Saturday, April 21, 2007

Ayah, jujurlah!

Untuk kesekian kalinya pak Dollar memimpin. Aku tak tahu harus bagaimana lagi. Uang yang kupinjam pekan lalu sama pak Rupiah tak lagi mampu kugunakan untuk bertahan hidup untuk dua pekan kedepan.tunggakan listrik belum ku bayar. Tagihan telepon sudah dua bulan menunggak dan satu bulan lagi telepon itu benar-benar dicabu, itu instruksi pemerintah yang kudengar di tape kuno yang setia menemani setiap malamku sambil menikmati kopi suguhan istriku. Kini aku harus menguras tenaga setiap pagi berpakaian rapih, tepatnya berlagak orang kantoran. Berlengan panjang lengkap dengan dasi dan sepatu fantopel mengkilap.
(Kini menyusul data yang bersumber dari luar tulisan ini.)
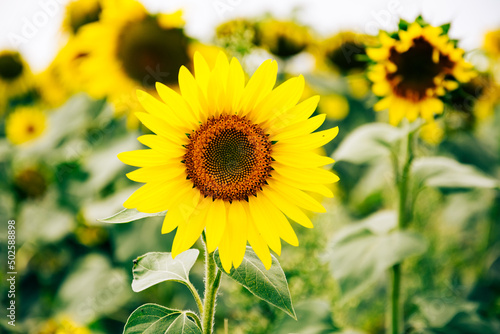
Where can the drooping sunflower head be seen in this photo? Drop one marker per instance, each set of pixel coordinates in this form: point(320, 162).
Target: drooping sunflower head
point(136, 50)
point(16, 78)
point(413, 69)
point(492, 43)
point(80, 13)
point(344, 52)
point(283, 38)
point(25, 124)
point(474, 100)
point(232, 158)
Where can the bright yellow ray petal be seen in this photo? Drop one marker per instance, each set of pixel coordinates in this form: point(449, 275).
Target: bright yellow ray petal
point(296, 196)
point(216, 224)
point(260, 84)
point(299, 129)
point(309, 175)
point(264, 223)
point(181, 210)
point(292, 211)
point(238, 233)
point(144, 158)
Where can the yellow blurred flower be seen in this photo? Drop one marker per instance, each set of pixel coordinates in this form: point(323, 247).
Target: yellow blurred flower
point(134, 49)
point(432, 133)
point(80, 13)
point(16, 78)
point(283, 38)
point(492, 43)
point(334, 106)
point(24, 125)
point(64, 325)
point(64, 76)
point(246, 164)
point(414, 69)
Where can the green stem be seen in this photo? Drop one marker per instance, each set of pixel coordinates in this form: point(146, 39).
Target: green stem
point(402, 183)
point(196, 296)
point(195, 317)
point(212, 282)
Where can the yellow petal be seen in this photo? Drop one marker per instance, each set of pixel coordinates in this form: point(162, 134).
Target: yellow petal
point(216, 224)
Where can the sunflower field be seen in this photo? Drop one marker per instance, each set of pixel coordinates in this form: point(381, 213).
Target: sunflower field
point(232, 167)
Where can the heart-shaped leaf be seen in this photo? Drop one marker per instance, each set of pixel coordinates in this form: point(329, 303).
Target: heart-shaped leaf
point(269, 285)
point(447, 173)
point(129, 215)
point(154, 319)
point(362, 252)
point(156, 267)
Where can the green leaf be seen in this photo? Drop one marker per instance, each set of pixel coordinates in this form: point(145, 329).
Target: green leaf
point(314, 317)
point(368, 143)
point(360, 254)
point(444, 172)
point(129, 215)
point(269, 285)
point(155, 267)
point(153, 318)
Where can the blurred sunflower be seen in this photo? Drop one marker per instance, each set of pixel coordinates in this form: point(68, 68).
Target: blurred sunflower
point(64, 76)
point(16, 78)
point(237, 36)
point(135, 50)
point(24, 125)
point(80, 13)
point(492, 43)
point(474, 100)
point(231, 159)
point(413, 69)
point(282, 38)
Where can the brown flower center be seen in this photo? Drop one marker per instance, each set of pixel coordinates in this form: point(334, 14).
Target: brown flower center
point(228, 158)
point(150, 53)
point(11, 66)
point(416, 69)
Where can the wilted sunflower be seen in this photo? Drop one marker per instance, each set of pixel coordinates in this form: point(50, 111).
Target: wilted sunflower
point(16, 78)
point(24, 125)
point(282, 38)
point(492, 43)
point(232, 159)
point(82, 12)
point(134, 49)
point(413, 69)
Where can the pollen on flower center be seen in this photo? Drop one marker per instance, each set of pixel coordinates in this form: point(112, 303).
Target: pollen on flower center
point(228, 158)
point(417, 68)
point(10, 67)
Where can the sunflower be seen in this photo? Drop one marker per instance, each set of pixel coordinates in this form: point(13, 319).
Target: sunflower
point(283, 38)
point(474, 100)
point(80, 13)
point(24, 125)
point(492, 44)
point(134, 50)
point(413, 69)
point(237, 35)
point(16, 78)
point(232, 159)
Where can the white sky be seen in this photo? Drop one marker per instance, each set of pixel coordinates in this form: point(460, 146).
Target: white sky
point(470, 19)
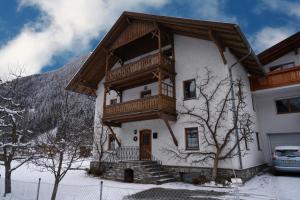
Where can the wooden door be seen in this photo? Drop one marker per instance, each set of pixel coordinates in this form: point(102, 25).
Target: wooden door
point(145, 144)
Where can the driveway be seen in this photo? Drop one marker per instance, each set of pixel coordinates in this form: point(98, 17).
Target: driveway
point(268, 186)
point(264, 187)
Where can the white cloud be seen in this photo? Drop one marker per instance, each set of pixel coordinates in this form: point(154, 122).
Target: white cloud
point(63, 26)
point(213, 10)
point(269, 36)
point(290, 8)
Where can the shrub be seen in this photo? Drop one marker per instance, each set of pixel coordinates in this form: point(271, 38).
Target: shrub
point(95, 171)
point(200, 180)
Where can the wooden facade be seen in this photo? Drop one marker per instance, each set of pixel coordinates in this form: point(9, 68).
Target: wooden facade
point(135, 34)
point(153, 68)
point(274, 79)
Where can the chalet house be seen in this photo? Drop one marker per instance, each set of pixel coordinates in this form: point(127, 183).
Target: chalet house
point(146, 67)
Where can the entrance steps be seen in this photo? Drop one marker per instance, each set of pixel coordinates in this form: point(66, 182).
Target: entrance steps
point(143, 172)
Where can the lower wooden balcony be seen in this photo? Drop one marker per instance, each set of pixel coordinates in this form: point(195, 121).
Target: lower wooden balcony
point(153, 107)
point(275, 79)
point(139, 72)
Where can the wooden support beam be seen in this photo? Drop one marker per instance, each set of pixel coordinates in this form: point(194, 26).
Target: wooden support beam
point(218, 43)
point(114, 135)
point(88, 84)
point(171, 131)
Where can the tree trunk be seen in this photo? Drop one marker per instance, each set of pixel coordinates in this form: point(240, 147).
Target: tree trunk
point(215, 168)
point(55, 188)
point(7, 178)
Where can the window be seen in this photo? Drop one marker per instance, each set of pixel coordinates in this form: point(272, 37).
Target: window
point(189, 88)
point(282, 66)
point(192, 138)
point(246, 144)
point(257, 141)
point(113, 101)
point(291, 105)
point(111, 142)
point(145, 93)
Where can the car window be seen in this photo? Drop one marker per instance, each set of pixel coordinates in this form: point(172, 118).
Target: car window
point(288, 153)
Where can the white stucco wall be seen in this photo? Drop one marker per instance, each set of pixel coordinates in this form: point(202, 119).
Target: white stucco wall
point(269, 121)
point(192, 56)
point(289, 57)
point(253, 156)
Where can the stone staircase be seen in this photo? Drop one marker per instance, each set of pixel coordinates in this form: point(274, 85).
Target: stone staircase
point(143, 172)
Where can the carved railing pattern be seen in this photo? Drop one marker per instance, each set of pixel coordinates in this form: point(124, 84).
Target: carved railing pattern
point(152, 103)
point(139, 66)
point(276, 79)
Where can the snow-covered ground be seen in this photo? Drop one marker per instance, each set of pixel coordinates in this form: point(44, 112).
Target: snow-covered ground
point(77, 185)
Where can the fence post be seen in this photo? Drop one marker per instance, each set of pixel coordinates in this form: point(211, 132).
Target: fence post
point(101, 188)
point(38, 191)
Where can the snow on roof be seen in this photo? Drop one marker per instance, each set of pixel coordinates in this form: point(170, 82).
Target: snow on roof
point(287, 148)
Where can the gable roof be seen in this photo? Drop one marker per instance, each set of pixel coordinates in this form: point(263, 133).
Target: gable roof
point(86, 79)
point(280, 49)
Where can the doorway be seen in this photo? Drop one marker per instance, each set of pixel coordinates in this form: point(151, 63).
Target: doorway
point(145, 144)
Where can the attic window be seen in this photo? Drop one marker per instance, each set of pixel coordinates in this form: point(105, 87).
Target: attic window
point(145, 93)
point(282, 66)
point(189, 88)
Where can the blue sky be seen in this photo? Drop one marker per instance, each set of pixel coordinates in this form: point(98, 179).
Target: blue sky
point(42, 35)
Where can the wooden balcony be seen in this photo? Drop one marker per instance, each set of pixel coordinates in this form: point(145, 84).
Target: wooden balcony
point(140, 109)
point(139, 72)
point(274, 79)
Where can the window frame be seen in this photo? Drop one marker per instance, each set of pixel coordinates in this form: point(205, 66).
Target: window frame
point(183, 85)
point(113, 101)
point(186, 138)
point(289, 105)
point(145, 92)
point(111, 138)
point(258, 141)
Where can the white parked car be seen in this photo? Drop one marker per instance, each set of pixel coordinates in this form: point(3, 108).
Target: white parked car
point(287, 159)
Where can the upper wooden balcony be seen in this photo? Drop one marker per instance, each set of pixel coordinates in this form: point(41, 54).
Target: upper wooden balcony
point(139, 72)
point(152, 107)
point(274, 79)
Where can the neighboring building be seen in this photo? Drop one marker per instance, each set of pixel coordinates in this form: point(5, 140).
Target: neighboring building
point(277, 95)
point(145, 68)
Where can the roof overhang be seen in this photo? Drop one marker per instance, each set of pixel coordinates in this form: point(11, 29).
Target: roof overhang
point(228, 35)
point(278, 50)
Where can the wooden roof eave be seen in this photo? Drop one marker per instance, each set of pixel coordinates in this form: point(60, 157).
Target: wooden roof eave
point(194, 28)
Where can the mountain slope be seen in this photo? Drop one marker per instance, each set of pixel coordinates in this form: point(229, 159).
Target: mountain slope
point(43, 93)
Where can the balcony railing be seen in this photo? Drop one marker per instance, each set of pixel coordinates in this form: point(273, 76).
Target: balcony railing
point(142, 65)
point(158, 103)
point(276, 79)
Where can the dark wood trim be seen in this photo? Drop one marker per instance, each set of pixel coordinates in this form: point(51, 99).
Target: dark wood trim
point(218, 43)
point(149, 131)
point(183, 89)
point(186, 140)
point(289, 106)
point(171, 131)
point(145, 92)
point(114, 135)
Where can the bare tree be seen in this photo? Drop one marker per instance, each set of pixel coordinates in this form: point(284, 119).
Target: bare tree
point(15, 142)
point(222, 127)
point(59, 152)
point(100, 141)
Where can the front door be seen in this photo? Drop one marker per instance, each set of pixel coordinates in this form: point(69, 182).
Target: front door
point(145, 145)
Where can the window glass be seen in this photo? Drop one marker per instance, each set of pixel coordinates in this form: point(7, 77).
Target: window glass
point(288, 105)
point(146, 93)
point(192, 138)
point(257, 141)
point(282, 106)
point(113, 101)
point(189, 89)
point(295, 105)
point(112, 143)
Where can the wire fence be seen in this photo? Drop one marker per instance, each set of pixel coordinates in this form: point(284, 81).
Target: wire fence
point(39, 190)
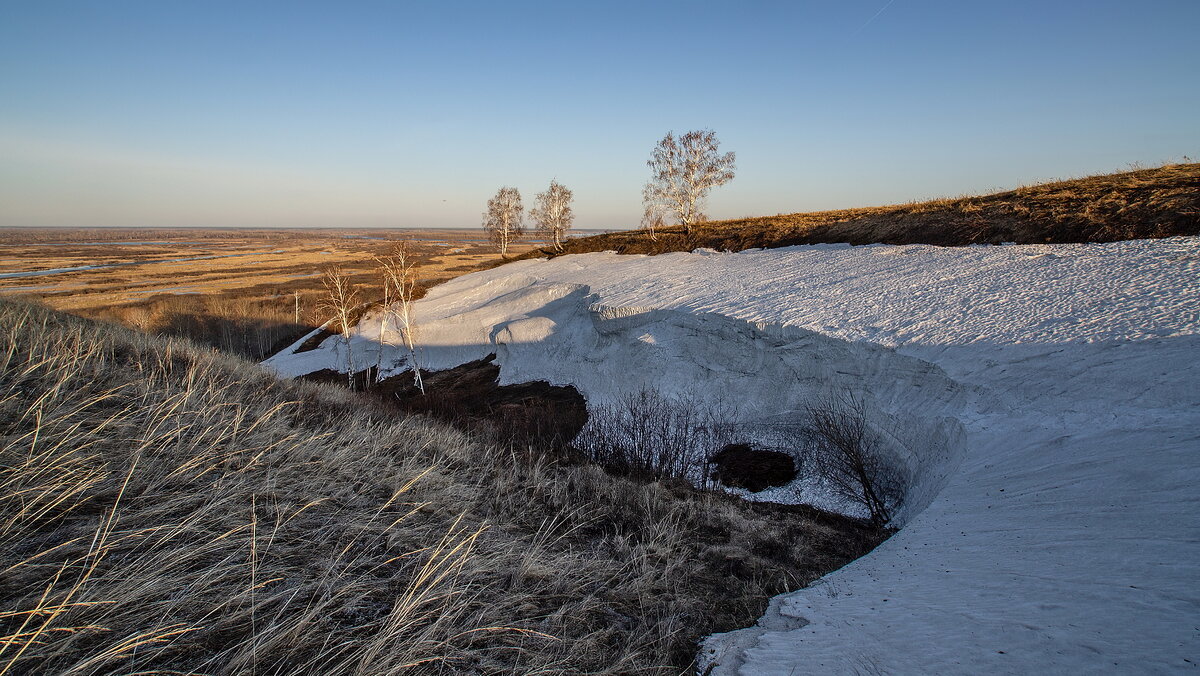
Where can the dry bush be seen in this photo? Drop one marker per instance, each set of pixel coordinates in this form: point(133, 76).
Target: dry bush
point(652, 436)
point(850, 456)
point(171, 509)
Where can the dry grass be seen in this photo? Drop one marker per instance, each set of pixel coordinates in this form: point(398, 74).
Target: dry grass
point(239, 292)
point(171, 509)
point(1145, 203)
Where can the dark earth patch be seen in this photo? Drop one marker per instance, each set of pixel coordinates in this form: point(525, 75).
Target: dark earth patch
point(742, 466)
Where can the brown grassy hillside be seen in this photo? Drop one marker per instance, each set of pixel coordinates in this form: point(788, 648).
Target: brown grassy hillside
point(1146, 203)
point(168, 509)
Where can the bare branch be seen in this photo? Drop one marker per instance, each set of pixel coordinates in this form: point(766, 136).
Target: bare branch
point(553, 213)
point(683, 171)
point(503, 219)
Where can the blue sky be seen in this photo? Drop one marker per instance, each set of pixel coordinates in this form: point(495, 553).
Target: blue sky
point(409, 114)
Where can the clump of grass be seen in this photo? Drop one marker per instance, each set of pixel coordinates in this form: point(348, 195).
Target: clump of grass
point(165, 508)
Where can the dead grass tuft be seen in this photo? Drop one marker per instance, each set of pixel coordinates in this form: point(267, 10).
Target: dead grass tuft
point(165, 508)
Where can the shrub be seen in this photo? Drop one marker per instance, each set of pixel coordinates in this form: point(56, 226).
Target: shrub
point(850, 456)
point(652, 436)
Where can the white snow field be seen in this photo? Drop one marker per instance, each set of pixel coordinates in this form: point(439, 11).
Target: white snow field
point(1045, 398)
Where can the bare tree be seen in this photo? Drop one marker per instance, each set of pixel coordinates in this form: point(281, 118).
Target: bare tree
point(684, 169)
point(399, 273)
point(653, 217)
point(850, 455)
point(341, 300)
point(503, 219)
point(553, 213)
point(654, 436)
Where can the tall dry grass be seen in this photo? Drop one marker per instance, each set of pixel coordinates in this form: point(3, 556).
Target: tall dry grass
point(168, 509)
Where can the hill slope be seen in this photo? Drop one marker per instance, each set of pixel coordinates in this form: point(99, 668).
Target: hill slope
point(168, 509)
point(1146, 203)
point(1043, 395)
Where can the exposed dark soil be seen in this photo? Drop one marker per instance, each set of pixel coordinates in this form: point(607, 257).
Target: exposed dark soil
point(469, 395)
point(742, 466)
point(1146, 203)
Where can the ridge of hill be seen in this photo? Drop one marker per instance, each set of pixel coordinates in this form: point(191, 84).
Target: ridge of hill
point(1139, 204)
point(167, 508)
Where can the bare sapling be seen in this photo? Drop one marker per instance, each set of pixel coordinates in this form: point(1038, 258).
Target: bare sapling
point(850, 455)
point(399, 273)
point(683, 172)
point(653, 217)
point(653, 436)
point(341, 299)
point(503, 219)
point(553, 213)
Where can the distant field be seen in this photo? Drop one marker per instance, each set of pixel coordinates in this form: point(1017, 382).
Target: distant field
point(240, 291)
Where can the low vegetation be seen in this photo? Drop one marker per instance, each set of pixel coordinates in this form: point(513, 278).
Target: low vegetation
point(1144, 203)
point(166, 508)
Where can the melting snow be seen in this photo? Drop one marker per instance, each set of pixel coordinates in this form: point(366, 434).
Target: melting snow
point(1044, 396)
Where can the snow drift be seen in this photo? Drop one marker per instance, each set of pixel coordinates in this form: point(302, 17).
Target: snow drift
point(1043, 396)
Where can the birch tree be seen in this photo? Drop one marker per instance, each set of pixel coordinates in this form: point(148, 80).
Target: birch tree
point(653, 216)
point(399, 273)
point(503, 219)
point(553, 213)
point(683, 171)
point(341, 299)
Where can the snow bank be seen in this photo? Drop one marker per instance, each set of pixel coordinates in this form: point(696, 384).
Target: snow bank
point(1045, 395)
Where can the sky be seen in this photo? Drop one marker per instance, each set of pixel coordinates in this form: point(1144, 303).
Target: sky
point(413, 114)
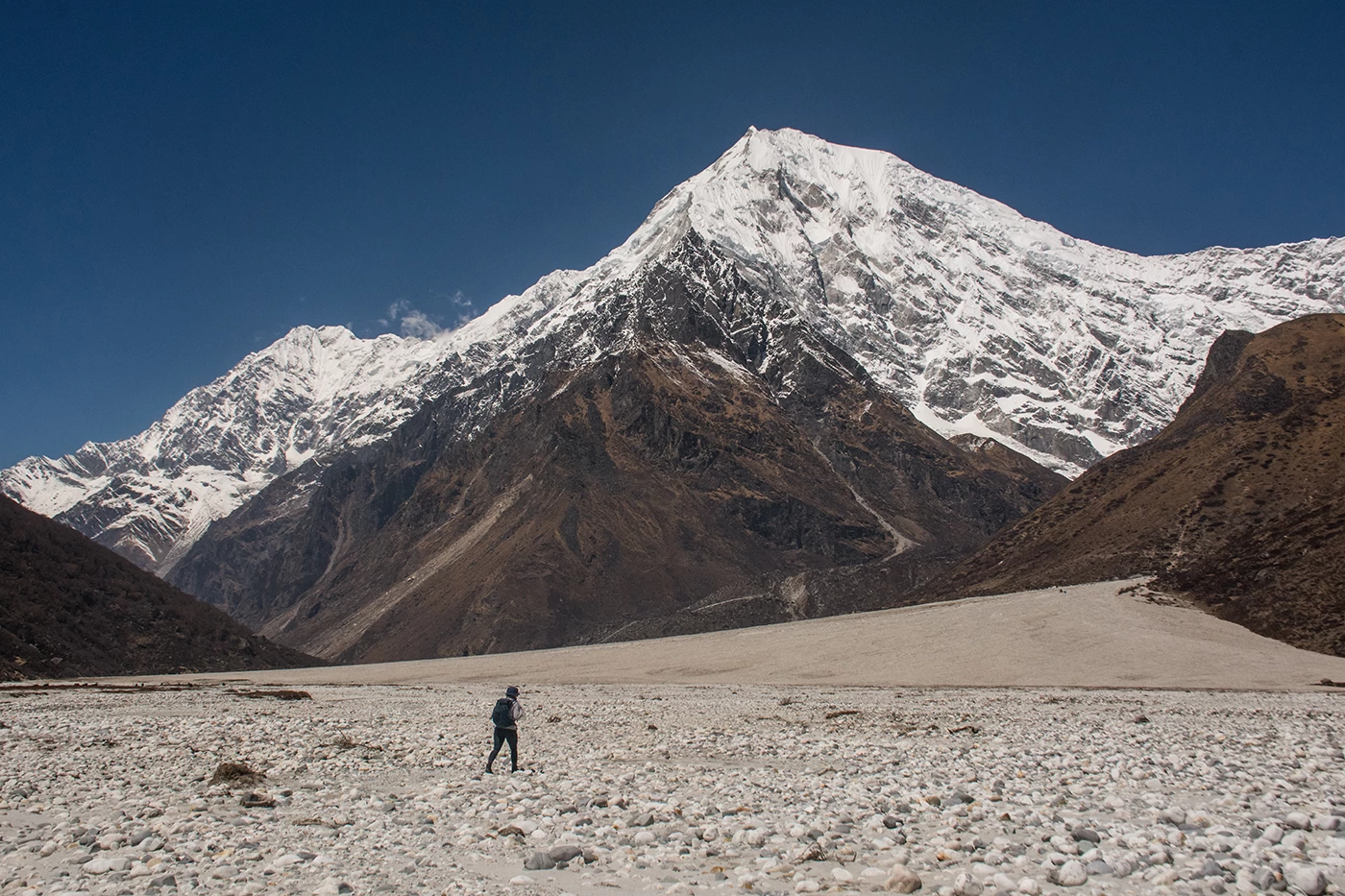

Semalam istriku menagih gaji bulanan. Aku tak tahu harus menjawab apa. Ia belum tahu, bahwa sudah dua bulan aku dipecat. Gajiku tak lagi mencukupi untuk biaya pengganjal perut anakku sisulung yang kini duduk di kelas dua esempe dan si bungsu yang baru duduk di esde kelas satu. Aku tak tahu bersikap jujur atau tetap melakukan aktivitasku seperti sedia kala. Berpakaian rapih setiap hari hanya membuatku tersiksa.

Aksi yang kugelar bersama sepuluh orang karyawan lainnya harus dipecat tanpa uang pesangon. Aku hanya pasrah dengan hal ini. Pak rupiah yang hanya tangan kanan pak Dollar harus nurus begitu saja. Tanpa harus mengetahui yang sebenarnya. Ia langsung memecat kami hanya karena gaji kami tak ditambah walaupun jam kerja kami lebih dari yang ditargetkan.

Kebingunganku hanya akan berakhir dengan dosa besar yang kini mendaging di dadaku. Istri yang setia menungguku. Menyuguhkan makan setiap hari. Menjaga anak-anakku. Harus kubohongi. Ia yang sudah limabelas tahun mendampingiku harus menerima semua ini. Tak lagi ada harap untuk memenuhi kebutuhan rumah tangga. Aku harus jujur bahwa aku tak lagi berada diposisi yang didambanya. Sekarang aku hanya seorang pembual selama sebulan berfose layaknya seorang karyawan.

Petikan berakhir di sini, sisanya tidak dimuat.